There are cities below the worlds current water line since it rose roughly 400 feet since the last ice age, there are several question marks in ice core samples that they dont have a good answer for so to definitively state anything like you did is a failure at critical thinking.
Prior to gobekli tepi being dated it was thought to have been impossible, the world is big the ocean is deep add in continental drift, the rising sea levels, catastrophic natural disasters I would wager there is at least 1 civilization in the past that we know nothing about because we havnt looked in the right places to find the evidence.
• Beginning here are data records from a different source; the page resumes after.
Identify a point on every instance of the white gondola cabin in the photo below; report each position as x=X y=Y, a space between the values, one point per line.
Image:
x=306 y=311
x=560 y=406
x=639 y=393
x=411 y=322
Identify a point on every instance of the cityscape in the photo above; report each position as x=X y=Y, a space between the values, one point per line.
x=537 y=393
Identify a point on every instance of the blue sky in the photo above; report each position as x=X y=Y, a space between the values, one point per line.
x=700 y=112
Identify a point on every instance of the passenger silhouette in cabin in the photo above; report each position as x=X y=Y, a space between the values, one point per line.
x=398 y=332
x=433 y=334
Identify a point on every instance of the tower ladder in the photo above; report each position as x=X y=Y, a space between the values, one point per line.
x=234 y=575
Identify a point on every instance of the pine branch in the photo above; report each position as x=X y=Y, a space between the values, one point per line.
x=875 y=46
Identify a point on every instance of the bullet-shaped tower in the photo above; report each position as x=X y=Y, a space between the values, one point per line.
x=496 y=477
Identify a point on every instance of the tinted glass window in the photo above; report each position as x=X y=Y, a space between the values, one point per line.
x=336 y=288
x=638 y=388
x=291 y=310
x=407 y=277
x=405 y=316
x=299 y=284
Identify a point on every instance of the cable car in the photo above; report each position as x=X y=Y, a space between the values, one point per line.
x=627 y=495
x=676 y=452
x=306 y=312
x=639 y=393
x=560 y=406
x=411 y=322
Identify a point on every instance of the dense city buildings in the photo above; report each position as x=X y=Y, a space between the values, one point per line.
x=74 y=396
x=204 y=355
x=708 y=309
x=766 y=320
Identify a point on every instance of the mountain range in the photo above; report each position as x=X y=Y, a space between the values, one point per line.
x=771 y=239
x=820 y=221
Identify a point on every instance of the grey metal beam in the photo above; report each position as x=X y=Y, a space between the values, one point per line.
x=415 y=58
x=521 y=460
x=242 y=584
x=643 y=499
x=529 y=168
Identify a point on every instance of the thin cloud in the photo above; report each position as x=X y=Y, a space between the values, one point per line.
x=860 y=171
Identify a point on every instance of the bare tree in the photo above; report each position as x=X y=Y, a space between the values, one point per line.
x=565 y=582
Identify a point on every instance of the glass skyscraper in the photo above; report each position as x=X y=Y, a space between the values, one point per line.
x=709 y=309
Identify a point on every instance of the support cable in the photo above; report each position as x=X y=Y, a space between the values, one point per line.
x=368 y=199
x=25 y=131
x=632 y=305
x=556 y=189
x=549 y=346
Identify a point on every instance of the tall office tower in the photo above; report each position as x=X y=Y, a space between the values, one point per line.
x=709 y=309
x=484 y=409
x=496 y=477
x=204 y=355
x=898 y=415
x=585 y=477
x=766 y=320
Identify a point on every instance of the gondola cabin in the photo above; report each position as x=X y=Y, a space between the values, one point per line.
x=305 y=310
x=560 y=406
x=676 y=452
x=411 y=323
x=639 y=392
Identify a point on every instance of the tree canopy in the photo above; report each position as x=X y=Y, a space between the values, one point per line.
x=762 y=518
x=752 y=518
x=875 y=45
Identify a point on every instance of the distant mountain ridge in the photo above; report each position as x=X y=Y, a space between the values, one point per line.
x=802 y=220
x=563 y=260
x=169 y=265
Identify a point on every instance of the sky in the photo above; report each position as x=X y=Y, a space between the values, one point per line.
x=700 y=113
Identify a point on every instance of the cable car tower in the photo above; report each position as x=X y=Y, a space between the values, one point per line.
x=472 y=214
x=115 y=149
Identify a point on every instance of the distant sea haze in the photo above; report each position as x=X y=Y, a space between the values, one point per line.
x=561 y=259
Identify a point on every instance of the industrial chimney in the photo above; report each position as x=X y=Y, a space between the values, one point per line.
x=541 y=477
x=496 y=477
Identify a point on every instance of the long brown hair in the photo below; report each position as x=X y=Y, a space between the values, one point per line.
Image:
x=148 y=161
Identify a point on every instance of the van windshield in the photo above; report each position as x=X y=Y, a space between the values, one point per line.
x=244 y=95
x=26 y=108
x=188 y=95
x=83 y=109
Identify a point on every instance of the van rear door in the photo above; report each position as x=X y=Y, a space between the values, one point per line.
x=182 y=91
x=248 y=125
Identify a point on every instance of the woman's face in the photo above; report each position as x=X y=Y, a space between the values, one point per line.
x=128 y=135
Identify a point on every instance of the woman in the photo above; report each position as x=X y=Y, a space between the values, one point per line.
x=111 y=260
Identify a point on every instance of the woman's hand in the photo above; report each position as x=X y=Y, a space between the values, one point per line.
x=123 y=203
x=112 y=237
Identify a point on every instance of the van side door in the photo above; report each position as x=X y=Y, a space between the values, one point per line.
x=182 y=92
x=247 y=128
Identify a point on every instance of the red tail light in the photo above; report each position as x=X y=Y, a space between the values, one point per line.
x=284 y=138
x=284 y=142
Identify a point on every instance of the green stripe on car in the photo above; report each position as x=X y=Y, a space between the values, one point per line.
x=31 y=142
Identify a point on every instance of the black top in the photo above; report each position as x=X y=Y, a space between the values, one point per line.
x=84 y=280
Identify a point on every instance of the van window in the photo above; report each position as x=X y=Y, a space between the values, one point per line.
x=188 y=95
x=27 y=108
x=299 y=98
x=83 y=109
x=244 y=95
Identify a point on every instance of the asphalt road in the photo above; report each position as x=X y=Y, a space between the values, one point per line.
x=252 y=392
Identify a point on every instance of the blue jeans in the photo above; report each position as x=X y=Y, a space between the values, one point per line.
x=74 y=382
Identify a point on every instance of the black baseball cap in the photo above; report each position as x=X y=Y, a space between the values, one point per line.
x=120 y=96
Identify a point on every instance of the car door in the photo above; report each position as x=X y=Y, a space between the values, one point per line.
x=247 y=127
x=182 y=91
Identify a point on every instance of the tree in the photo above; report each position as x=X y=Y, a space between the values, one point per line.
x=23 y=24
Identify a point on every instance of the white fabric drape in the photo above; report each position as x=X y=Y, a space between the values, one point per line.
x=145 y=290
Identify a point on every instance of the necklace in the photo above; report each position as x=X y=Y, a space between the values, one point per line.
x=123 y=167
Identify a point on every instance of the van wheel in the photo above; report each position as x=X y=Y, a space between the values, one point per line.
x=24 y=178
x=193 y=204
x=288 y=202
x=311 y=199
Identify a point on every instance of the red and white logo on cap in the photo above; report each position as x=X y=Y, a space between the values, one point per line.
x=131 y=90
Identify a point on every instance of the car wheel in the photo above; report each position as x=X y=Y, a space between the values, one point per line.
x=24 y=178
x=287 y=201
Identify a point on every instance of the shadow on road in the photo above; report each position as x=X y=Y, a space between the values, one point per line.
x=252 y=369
Since people dont want to fund long shots very often and going outside the known paradigm is a longshot to the money people.
originally posted by: Irishhaf
a reply to: Hanslune
I didnt say anything about Greenland, you regurgitate the school bullet points from when I was a kid very well, I am talking about newer finds and newer hypothesis based on limited evidence that challenges what you oh so succinctly stated.
There are cities below the worlds current water line since it rose roughly 400 feet since the last ice age, there are several question marks in ice core samples that they dont have a good answer for so to definitively state anything like you did is a failure at critical thinking.
Prior to gobekli tepi being dated it was thought to have been impossible
the world is big the ocean is deep add in continental drift, the rising sea levels, catastrophic natural disasters I would wager there is at least 1 civilization in the past that we know nothing about because we havnt looked in the right places to find the evidence.
Since people dont want to fund long shots very often and going outside the known paradigm is a longshot to the money people.
originally posted by: Harte
originally posted by: Irishhaf
IF it truly was a location that had some ancient civilizations my guess, is they are looking at the wrong elevation.
Considering the fairly sudden sea level rise post ice age most ocean-going peoples would be near the water line not the top of a volcano.
Very tired so could just not be finishing the thought.
People wouldn't lose their civilization while migrating inland a few feet per year, which would keep them WELL ahead of any sea level rise due to ice melt.
Harte
originally posted by: Triton1128
originally posted by: Harte
originally posted by: Irishhaf
IF it truly was a location that had some ancient civilizations my guess, is they are looking at the wrong elevation.
Considering the fairly sudden sea level rise post ice age most ocean-going peoples would be near the water line not the top of a volcano.
Very tired so could just not be finishing the thought.
People wouldn't lose their civilization while migrating inland a few feet per year, which would keep them WELL ahead of any sea level rise due to ice melt.
Harte
Since we "don't know" the exact rates at which the sea levels did rise. We average out the totality of the rise over the period of time from then, till now. Which is a few meters per century. That does not mean that there could of been instances of quicker rises within that date range. IE. When Lake Agassiz in North America drained rapidly into the pacific. It raised sea levels by almost 10ft over the course of days, not years.